When it comes to tracking the economy there are countless indicators out there. However, not all of them are worth tracking on a regular basis. There are various indicators that gauge the health of the economy and that are important especially when relating to the stock market. Typically, what s good for the economy is good for stocks. As a trader you will need to know what to look for so you can use the indicators we are going to discuss to measure where we are in the economic cycle.
Rising or falling commodity prices reflect current economic conditions. However, the best way to tell what the future holds is to look at rates of change in commodity prices. By anticipating major changes you can be on the right side of the market before the public recognizes a change in the economic conditions. Basically if you are a step ahead of the public, you can increase your profit potential.
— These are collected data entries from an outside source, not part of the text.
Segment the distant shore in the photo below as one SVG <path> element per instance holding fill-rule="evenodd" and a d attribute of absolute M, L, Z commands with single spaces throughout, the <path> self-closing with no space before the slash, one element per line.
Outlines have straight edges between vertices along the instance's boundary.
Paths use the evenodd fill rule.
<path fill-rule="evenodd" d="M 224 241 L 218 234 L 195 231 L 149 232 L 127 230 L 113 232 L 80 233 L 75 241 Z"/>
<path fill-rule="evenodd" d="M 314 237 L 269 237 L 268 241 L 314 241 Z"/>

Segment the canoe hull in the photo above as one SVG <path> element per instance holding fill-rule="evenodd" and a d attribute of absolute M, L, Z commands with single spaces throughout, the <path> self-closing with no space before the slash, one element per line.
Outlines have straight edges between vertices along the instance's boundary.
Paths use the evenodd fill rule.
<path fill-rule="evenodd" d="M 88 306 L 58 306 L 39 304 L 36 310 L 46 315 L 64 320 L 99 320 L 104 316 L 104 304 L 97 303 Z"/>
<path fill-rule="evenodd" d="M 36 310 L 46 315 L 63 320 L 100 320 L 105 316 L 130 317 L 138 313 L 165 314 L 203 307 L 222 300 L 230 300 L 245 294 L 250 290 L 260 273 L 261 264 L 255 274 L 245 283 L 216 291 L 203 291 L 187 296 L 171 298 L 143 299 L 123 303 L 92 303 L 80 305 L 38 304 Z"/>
For equity investors, a good way to pinpoint the direction of inflation is to compare year-over-year rates of change between producer and consumer prices. When producer prices are rising faster than consumer prices, consumer prices will usually heat up as well. On the other hand, when producer prices are trailing, inflation at the consumer level will soon tail off.
Stock traders should also take a look at employment. The most reliable number for the stock markets is unemployment insurance claims, which is released every Thursday morning. When unemployment insurance claims are rising, the economy will not overheat. There is also less upward pressure on wages, which is inflationary. Falling unemployment insurance claims are negative for the economy. This often signals that little room is remaining for continued economic growth. Pressure on wages is increased, making way for rising inflation.
It is essential that a stock market trader monitor interest rates. Interest rates represent the cost of money. When interest rates are low, borrowing to expand operations is inexpensive. When interest rates are high the cost of borrowing is high. Falling interest rates are good for stocks, since lower yields mean less demand for money and lower inflationary expectations. However, when bonds are higher than they were the 12-months before, the economic climate for stocks is unfavorable. The relationship is pretty simple: what s good for the economy is good for the stocks.
Finally, a good stock market analyst needs to track the money supply. M2 is a broad definition of the money supply, which includes: all cash in circulation, demand deposits and money market accounts. M2 is a measure of liquidity, reflecting the economy s ability to expand. The analyst needs to examine the year-over-year change. When the money supply is growing, the economy has room to expand. That s good for stocks. When money supply growth slows, the economy is running out of room to expand which is bad for stocks.
Keep these indicators in mind when putting together your broad market analysis because they will help you immensely. As a result your overall stock market timing will dramatically improve.